With the support of DFW Local 72-147, FWSO musicians have found innovative and effective new ways to demonstrate their resolve to oppose regression and deliver their message—GROWTH, NOT CUTS—directly to the audience and community.
Violist and negotiating committee chair Scott Jessup, flanked by his committee colleagues, surprised a Saturday night crowd October 24 when, immediately prior to the start of the performance, he read a statement that included the following:
“Going backward is not the Ft. Worth way and dishonors the legacy of one of our oldest cultural treasures. We ask you to stand with us to show our management that these musicians, and this city, deserve a world-class orchestra with a vision for our future that promotes GROWTH, NOT CUTS.”

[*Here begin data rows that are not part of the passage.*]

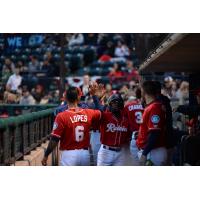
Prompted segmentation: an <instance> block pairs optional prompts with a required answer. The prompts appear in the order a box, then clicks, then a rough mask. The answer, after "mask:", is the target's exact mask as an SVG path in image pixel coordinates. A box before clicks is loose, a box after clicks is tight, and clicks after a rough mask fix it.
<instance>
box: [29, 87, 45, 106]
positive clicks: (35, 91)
mask: <svg viewBox="0 0 200 200" xmlns="http://www.w3.org/2000/svg"><path fill="white" fill-rule="evenodd" d="M32 95H33V97H34V99H35V100H36V103H37V104H39V103H40V101H41V99H42V98H43V97H44V90H43V87H42V86H41V85H36V87H35V88H34V89H33V90H32Z"/></svg>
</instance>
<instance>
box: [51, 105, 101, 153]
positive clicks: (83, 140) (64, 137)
mask: <svg viewBox="0 0 200 200" xmlns="http://www.w3.org/2000/svg"><path fill="white" fill-rule="evenodd" d="M100 117H101V112H100V111H98V110H91V109H81V108H79V109H69V110H65V111H63V112H61V113H59V114H58V115H57V117H56V119H55V122H54V125H53V131H52V133H51V134H52V135H53V136H56V137H58V138H60V150H74V149H83V148H88V147H89V146H90V133H89V131H90V128H91V126H92V124H93V123H97V122H98V121H99V120H100Z"/></svg>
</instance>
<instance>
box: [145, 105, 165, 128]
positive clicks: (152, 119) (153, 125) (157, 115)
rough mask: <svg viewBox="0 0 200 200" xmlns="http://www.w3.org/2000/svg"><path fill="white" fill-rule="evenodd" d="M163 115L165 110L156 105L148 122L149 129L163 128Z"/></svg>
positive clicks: (149, 116)
mask: <svg viewBox="0 0 200 200" xmlns="http://www.w3.org/2000/svg"><path fill="white" fill-rule="evenodd" d="M163 115H164V112H163V111H162V110H161V108H160V107H156V106H154V107H153V108H152V109H151V112H150V114H149V118H148V123H147V125H148V129H149V131H150V130H161V129H162V128H163V122H162V118H163Z"/></svg>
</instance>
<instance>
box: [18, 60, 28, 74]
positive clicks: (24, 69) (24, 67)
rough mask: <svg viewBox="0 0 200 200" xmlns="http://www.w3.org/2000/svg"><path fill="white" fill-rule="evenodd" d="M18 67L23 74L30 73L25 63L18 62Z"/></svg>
mask: <svg viewBox="0 0 200 200" xmlns="http://www.w3.org/2000/svg"><path fill="white" fill-rule="evenodd" d="M16 66H18V67H19V68H20V71H21V72H25V71H28V67H27V66H25V65H24V63H23V62H22V61H21V60H19V61H17V64H16Z"/></svg>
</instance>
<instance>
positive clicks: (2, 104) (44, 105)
mask: <svg viewBox="0 0 200 200" xmlns="http://www.w3.org/2000/svg"><path fill="white" fill-rule="evenodd" d="M57 106H58V105H57V104H44V105H40V104H38V105H37V104H36V105H20V104H0V111H2V110H4V111H5V110H6V112H7V113H8V114H9V116H14V115H15V111H16V110H19V111H25V112H37V111H40V110H46V109H49V108H55V107H57Z"/></svg>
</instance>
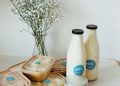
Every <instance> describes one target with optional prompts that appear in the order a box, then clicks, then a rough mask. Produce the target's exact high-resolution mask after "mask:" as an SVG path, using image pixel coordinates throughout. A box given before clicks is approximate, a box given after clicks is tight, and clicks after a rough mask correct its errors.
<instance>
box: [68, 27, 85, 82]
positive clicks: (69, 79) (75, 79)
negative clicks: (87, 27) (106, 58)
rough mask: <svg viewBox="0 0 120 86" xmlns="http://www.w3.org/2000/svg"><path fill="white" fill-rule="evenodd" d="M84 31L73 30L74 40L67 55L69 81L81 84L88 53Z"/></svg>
mask: <svg viewBox="0 0 120 86" xmlns="http://www.w3.org/2000/svg"><path fill="white" fill-rule="evenodd" d="M83 33H84V31H83V30H82V29H74V30H72V40H71V43H70V46H69V48H68V53H67V81H69V82H70V83H72V82H73V83H74V82H76V84H77V83H78V84H79V83H80V77H81V76H85V71H86V53H85V45H84V42H83Z"/></svg>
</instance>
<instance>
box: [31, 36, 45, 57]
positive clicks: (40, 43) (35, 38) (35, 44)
mask: <svg viewBox="0 0 120 86" xmlns="http://www.w3.org/2000/svg"><path fill="white" fill-rule="evenodd" d="M34 38H35V45H34V49H33V54H32V55H33V56H35V55H41V56H47V50H46V46H45V36H42V37H41V36H40V37H34Z"/></svg>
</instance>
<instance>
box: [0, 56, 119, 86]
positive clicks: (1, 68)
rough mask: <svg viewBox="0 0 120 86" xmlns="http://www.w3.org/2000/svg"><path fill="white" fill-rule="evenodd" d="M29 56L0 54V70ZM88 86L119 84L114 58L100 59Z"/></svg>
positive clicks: (108, 85)
mask: <svg viewBox="0 0 120 86" xmlns="http://www.w3.org/2000/svg"><path fill="white" fill-rule="evenodd" d="M28 58H29V57H19V56H3V55H0V71H2V70H5V69H6V68H8V67H10V66H12V65H14V64H17V63H19V62H22V61H24V60H27V59H28ZM88 86H120V67H119V65H118V64H117V62H115V61H114V60H110V59H100V63H99V74H98V79H97V80H96V81H94V82H89V85H88Z"/></svg>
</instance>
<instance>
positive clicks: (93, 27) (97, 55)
mask: <svg viewBox="0 0 120 86" xmlns="http://www.w3.org/2000/svg"><path fill="white" fill-rule="evenodd" d="M86 28H87V29H88V30H89V36H88V39H87V41H86V43H85V47H86V77H87V79H88V80H89V81H93V80H96V79H97V75H98V63H99V45H98V40H97V35H96V29H97V26H96V25H93V24H90V25H87V26H86Z"/></svg>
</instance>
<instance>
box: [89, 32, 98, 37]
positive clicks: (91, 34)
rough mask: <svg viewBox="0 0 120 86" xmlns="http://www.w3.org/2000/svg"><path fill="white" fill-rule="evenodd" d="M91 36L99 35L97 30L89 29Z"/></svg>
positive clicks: (89, 36) (96, 36)
mask: <svg viewBox="0 0 120 86" xmlns="http://www.w3.org/2000/svg"><path fill="white" fill-rule="evenodd" d="M89 37H90V38H91V37H92V38H93V37H97V35H96V30H89Z"/></svg>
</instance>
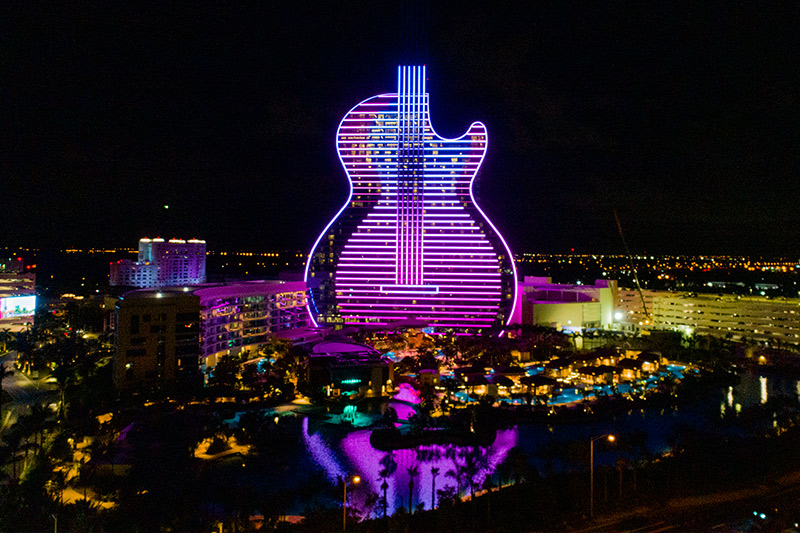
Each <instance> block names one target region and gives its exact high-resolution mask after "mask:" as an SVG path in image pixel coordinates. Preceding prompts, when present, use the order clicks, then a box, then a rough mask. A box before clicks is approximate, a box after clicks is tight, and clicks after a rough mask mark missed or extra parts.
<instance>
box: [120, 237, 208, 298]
mask: <svg viewBox="0 0 800 533" xmlns="http://www.w3.org/2000/svg"><path fill="white" fill-rule="evenodd" d="M205 281H206V241H201V240H198V239H189V240H184V239H170V240H169V241H165V240H164V239H162V238H160V237H156V238H155V239H148V238H144V239H140V240H139V258H138V260H137V261H131V260H130V259H120V260H119V261H114V262H112V263H111V265H110V273H109V285H111V286H123V287H142V288H149V287H175V286H179V285H198V284H201V283H204V282H205Z"/></svg>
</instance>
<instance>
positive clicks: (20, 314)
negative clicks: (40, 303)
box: [0, 295, 36, 319]
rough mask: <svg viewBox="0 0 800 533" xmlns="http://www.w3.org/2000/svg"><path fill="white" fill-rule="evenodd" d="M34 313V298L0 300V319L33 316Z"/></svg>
mask: <svg viewBox="0 0 800 533" xmlns="http://www.w3.org/2000/svg"><path fill="white" fill-rule="evenodd" d="M35 311H36V296H33V295H31V296H12V297H8V298H0V319H3V318H16V317H20V316H33V314H34V313H35Z"/></svg>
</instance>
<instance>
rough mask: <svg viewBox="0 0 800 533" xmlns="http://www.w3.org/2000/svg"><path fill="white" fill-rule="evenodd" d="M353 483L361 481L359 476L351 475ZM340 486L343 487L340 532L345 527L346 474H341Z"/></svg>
mask: <svg viewBox="0 0 800 533" xmlns="http://www.w3.org/2000/svg"><path fill="white" fill-rule="evenodd" d="M352 481H353V485H358V484H359V483H361V476H353V477H352ZM342 487H344V489H343V490H344V494H343V498H342V533H345V531H346V529H347V476H342Z"/></svg>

A few days later, prior to a Friday evening concert, 60 FWSO musicians materialized in Sundance Square, a cluster of upscale eateries and shops adjacent to the venue, and delivered an impromptu flashmob performance of Barroso’s samba, “Brazil.” The demonstration brought the contract dispute front and center to Sundance shop owners and directly to the eyes and ears of consumers whose discretionary spending is vitally important to the neighborhood, particularly when FWSO concerts occur at Bass Hall.
It appears that Fort Worth Orchestra musicians are demonstrating to management, their neighborhood, their community, and other orchestras throughout Federation land that they will do much more in the face of adversity than previously done. Their actions are those of a musicians’ union in the truest sense. For that, we owe them a debt of gratitude and our thanks and support for showing us the way. For current information about the state of FWSO negotiations, visit www.FWSOmusicians.com.
Best wishes for a happy holiday season and a healthy and productive New Year!